Almost as scary as the thought of death is the realization that life can suddenly change on you. What you once thought was unshakable can be shattered in an instant. That possibility is vividly explored in the Australian film The Last Days of Chez Nous.

Beth (Lisa Harrow) is the take-charge person in her Sydney home where she lives with her husband, her daughter, and a boarder. She's a self-reliant woman who has found success as a writer. Yet despite all the energy she has expended in trying to keep things under control, her seven-year marriage to J.P. (Bruno Ganz) is falling apart.

He's a laid-back Frenchman who has never felt at home in Australia. And there's a large streak of chauvinism in his complaint that Beth is too domineering and bossy. When she shows him her latest work, he responds: "You have written life the way you want it to be — life is much blacker than this." He sees the glass half-empty while she sees it as full of possibilities.

Beth's burdens are increased when her sister Vicki (Kerry Fox) comes back to live with them after traveling abroad. She would love to be a writer too but lacks the discipline. Beth helps Vicki get an abortion and then heads off on a vacation with her father. She hopes to clear up the tension which has existed between them for years. It seems as if everyone in Beth's family circle is uneasy with her drive, competence, and accomplishments.

Gillian Armstrong's direction of The Last Days of Chez Nous is masterful. As demonstrated by My Brilliant Career (1979) and High Tide (1987), she has an uncanny ability to probe the lives of women who march to the beat of their own drummer.

Lisa Harrow's fiery performance as Beth has already earned her the 1992 Best Actress Award from the Australian Film Institute. She conveys the conflicted emotions of a strong soul who courageously survives after the continents of her life are rearranged.

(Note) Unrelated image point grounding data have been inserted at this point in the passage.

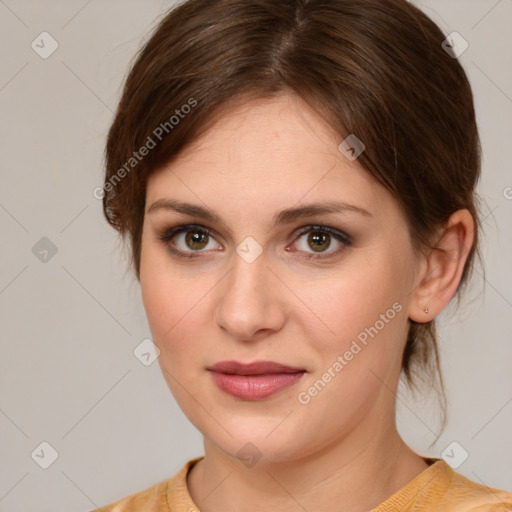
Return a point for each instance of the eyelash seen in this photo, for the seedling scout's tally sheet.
(167, 236)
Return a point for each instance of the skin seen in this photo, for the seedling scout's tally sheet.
(341, 451)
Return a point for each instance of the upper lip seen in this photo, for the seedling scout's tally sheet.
(256, 368)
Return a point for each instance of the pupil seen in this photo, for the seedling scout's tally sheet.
(319, 237)
(196, 238)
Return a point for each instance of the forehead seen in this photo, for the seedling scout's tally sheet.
(269, 153)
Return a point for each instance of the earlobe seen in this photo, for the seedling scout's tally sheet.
(442, 268)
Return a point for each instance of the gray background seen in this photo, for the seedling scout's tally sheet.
(69, 325)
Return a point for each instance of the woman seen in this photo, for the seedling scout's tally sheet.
(297, 182)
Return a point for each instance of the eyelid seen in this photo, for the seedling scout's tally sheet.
(168, 234)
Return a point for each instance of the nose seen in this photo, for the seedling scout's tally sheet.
(250, 304)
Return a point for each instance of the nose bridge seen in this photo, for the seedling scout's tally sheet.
(247, 304)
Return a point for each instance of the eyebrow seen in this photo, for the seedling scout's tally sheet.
(284, 217)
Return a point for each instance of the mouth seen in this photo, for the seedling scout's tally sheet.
(254, 381)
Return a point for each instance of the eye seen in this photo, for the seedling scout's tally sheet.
(194, 238)
(191, 237)
(320, 238)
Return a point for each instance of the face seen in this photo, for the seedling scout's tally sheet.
(326, 293)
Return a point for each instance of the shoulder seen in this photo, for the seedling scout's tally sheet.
(152, 499)
(470, 496)
(167, 495)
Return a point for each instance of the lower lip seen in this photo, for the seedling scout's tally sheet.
(255, 387)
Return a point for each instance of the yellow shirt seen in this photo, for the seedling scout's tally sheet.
(436, 489)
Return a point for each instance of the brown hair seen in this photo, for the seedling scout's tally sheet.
(374, 68)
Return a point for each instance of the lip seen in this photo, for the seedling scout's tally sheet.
(255, 368)
(254, 381)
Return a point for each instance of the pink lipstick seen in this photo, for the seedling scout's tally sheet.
(254, 381)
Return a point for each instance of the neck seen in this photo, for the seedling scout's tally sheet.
(354, 473)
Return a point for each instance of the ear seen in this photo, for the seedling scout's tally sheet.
(442, 267)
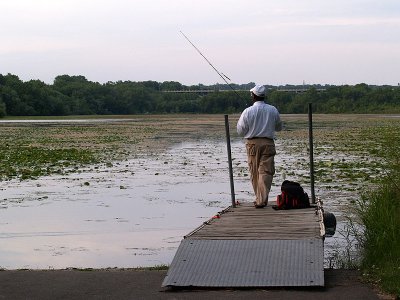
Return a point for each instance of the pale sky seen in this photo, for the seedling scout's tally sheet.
(264, 41)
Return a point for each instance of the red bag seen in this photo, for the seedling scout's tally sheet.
(292, 196)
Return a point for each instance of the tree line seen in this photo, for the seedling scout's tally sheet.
(75, 95)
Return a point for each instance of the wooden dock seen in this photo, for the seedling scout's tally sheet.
(249, 247)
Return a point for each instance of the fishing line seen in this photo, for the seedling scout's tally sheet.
(222, 75)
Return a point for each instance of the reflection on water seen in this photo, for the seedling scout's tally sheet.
(132, 214)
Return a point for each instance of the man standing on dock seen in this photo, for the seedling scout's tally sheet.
(258, 124)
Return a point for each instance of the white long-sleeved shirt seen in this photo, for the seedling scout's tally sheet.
(259, 120)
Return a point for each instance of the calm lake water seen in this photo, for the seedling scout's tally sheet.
(134, 213)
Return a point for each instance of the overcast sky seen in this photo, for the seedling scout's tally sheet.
(264, 41)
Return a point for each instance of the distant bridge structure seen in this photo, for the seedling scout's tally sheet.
(207, 91)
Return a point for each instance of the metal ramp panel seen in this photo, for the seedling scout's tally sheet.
(247, 263)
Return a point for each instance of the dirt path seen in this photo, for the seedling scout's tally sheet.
(138, 284)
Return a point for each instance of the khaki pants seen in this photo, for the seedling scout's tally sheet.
(260, 157)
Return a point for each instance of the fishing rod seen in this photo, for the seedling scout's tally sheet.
(222, 75)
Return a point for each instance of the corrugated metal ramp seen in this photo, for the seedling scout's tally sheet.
(232, 259)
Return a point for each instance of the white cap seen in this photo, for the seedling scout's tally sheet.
(258, 90)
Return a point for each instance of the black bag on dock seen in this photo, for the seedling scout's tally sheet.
(292, 196)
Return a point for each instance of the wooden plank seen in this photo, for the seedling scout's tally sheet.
(246, 222)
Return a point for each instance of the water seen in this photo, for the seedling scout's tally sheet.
(132, 214)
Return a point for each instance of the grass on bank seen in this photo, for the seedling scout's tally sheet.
(379, 213)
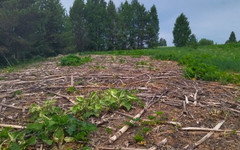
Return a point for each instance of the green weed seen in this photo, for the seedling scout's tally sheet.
(121, 61)
(49, 124)
(73, 60)
(98, 102)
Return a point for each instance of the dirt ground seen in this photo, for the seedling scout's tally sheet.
(190, 103)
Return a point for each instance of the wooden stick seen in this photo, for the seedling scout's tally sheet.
(12, 126)
(163, 142)
(10, 106)
(72, 82)
(195, 145)
(186, 99)
(126, 127)
(122, 148)
(64, 96)
(206, 129)
(195, 97)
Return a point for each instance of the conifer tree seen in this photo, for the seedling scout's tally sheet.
(79, 25)
(232, 38)
(153, 28)
(162, 42)
(181, 31)
(112, 29)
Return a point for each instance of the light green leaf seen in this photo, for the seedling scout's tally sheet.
(69, 139)
(58, 136)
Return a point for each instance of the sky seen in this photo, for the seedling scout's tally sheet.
(211, 19)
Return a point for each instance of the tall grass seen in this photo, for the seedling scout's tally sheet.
(212, 63)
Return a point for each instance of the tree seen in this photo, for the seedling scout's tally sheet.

Bruno Ganz is fine as the world-weary, food-loving, displaced Frenchman who yearns for a little romance in his humdrum existence no matter what the cost to those around him. And Kerry Fox (An Angel at My Table) turns in an astonishingly good performance as the unstable Vicki, one of those high spirited, free spirits whose dreams can never reach her high expectations.

The literate and affecting screenplay by Helen Garner shows how the art of staying in love is a difficult craft to master. Our most cherished relationships can wither and die from neglect, misunderstandings, and a thousand little betrayals. The Last Days of Chez Nous offers a bittersweet anatomy of one marital breakup.